É bom que se diga que não se tratava de uma vizinhança reconhecidamente fofoqueira, até porque era um bairro de classe média, com muita gente trabalhando ou ocupada com seus afazeres - embora isso não evitasse que alguns encontrassem tempo para dar uma atenção maior à vida do próximo.

-oo0oo-

O sinal que algo não ia bem surgiu com um grupo de meninos que jogava voleibol na quadra da praça. Eles ficaram curiosos com o fato da mulher estar demorando bem mais do que o normal para chegar. Já fazia mais de 20 minutos que o sedan preto estava lá sem nem um sinal dela.

- Vai ver o marido descobriu e não deixou ela vir, opinou um dos meninos.
- Talvez seja só o trânsito. Ela deve estar chegando.
- Sei não... Algo me diz que ela não vem. Sou capaz até de apostar.
- Eu aposto que vem... tá vendo... ela chegou.

A mulher estacionou o carro e entrou correndo no sedan, que logo depois saiu apressado, como se quisesse compensar o tempo perdido. Com ela de volta, os meninos retornaram com o jogo de vôlei, sem que o assunto tivesse tido maiores consequências.

Isso até a outra segunda-feira, quando ela, embora tenha chegado na hora habitual, saiu do carro com uma expressão muito séria, até agressiva, e passou bem mais tempo dentro do sedan, antes deles saírem.

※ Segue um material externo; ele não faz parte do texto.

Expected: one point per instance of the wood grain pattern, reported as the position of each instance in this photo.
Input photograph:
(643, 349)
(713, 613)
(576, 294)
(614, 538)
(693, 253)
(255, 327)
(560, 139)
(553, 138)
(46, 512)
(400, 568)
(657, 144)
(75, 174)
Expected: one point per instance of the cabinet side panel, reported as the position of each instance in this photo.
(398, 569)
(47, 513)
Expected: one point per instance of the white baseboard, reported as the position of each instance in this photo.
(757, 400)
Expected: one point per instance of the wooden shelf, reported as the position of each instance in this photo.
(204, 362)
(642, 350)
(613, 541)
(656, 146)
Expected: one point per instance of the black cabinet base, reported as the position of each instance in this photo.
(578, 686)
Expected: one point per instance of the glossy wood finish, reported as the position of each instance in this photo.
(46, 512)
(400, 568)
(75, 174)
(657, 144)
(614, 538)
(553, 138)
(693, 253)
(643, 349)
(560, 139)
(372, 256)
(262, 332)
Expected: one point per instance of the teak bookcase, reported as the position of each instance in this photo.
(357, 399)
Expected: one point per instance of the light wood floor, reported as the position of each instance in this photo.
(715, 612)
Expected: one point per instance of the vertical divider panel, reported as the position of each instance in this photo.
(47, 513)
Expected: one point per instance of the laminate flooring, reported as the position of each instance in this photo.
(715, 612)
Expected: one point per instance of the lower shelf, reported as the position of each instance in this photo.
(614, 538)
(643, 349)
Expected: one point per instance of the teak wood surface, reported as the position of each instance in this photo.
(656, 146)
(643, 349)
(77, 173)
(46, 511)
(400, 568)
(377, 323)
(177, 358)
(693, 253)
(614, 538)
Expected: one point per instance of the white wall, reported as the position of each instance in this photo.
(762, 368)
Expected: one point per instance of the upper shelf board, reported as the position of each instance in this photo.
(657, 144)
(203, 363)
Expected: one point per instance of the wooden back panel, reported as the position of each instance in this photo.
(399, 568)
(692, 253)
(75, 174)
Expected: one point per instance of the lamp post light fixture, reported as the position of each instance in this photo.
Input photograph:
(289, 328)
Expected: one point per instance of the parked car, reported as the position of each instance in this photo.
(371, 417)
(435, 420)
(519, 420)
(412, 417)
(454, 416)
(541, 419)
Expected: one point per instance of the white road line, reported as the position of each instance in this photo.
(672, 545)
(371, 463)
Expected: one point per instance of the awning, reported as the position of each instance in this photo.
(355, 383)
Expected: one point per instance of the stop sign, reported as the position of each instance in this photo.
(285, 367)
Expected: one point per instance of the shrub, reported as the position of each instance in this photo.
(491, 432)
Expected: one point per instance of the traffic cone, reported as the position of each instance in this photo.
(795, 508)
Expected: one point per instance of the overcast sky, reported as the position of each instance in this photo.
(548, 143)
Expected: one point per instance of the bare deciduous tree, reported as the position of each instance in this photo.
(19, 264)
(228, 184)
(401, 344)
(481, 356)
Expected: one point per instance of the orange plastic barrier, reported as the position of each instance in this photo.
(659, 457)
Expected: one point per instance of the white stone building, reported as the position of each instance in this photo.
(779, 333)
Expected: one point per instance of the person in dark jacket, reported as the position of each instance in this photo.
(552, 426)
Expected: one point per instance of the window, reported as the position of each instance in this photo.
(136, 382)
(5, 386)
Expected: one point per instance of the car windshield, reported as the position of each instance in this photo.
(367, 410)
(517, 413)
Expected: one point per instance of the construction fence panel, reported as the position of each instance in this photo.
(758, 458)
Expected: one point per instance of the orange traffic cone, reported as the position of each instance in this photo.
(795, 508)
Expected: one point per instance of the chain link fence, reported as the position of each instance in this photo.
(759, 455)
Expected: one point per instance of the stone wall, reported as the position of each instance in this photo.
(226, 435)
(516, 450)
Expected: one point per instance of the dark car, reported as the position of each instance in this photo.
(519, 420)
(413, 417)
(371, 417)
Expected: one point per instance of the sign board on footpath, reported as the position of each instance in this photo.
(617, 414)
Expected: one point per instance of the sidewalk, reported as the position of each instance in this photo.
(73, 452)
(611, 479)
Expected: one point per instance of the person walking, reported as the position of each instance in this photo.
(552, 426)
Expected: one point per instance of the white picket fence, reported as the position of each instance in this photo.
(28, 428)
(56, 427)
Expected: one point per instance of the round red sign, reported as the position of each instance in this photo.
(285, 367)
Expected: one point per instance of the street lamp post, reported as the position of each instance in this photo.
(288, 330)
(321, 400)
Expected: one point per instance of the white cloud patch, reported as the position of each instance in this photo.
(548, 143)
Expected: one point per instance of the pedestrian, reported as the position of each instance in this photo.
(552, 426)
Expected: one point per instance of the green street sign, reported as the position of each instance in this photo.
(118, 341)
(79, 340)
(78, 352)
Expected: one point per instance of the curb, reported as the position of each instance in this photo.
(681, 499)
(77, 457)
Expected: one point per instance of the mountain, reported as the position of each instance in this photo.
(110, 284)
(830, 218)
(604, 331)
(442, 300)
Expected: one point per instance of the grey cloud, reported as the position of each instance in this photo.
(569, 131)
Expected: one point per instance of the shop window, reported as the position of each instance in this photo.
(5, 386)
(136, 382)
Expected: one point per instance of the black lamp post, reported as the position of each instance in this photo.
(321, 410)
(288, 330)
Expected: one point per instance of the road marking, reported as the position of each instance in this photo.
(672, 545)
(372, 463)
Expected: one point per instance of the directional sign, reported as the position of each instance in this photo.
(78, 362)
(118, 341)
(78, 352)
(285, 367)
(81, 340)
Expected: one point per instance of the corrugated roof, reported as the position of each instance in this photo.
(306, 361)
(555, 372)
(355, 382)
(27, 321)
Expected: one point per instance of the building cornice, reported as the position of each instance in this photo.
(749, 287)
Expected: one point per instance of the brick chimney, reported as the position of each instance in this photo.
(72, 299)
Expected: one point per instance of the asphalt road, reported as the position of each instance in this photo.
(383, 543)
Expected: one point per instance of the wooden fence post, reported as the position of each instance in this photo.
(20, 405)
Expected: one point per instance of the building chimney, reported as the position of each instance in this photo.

Mas a surpresa foi maior quando os dois chegaram quase que ao mesmo tempo dois dias depois, na quarta-feira. Nesse dia, ela estava bem menos arrumada, de vestido solto e sandália baixa, e visivelmente abatida. Ficou mais de meia hora no sedã e, ao contrário das outras vezes, não saiu dali com ele. Pegou o SUV e foi embora apressada. O homem ainda ficou alguns minutos parado, para só depois deixar o local.

- O negócio esquentou. Será que eles acabaram? - Perguntou o homem que passeava com o cachorrinho para a mulher.
- Pode ser, tenho quase certeza que ela saiu chorando.

Passaram-se duas semanas sem os dois aparecerem, o que aumentou a especulação de que o casal realmente tinha rompido e não voltaria mais. Até que na terceira semana, na mesma segunda-feira, e praticamente no mesmo horário, chegou o sedan preto.

Como de costume, quem estava na praça ficou esperando ela aparecer logo depois. Qual não foi a surpresa quando chegou um carro diferente e desceu uma mulher totalmente desconhecida.

Ela entrou rapidamente no sedan, antes que o veículo partisse do estacionamento, deixando todos perplexos, tentando assimilar o que acabara de ocorrer. De certa forma, todos se sentiram tão traídos quanto imaginavam ter se sentido a mulher do SUV.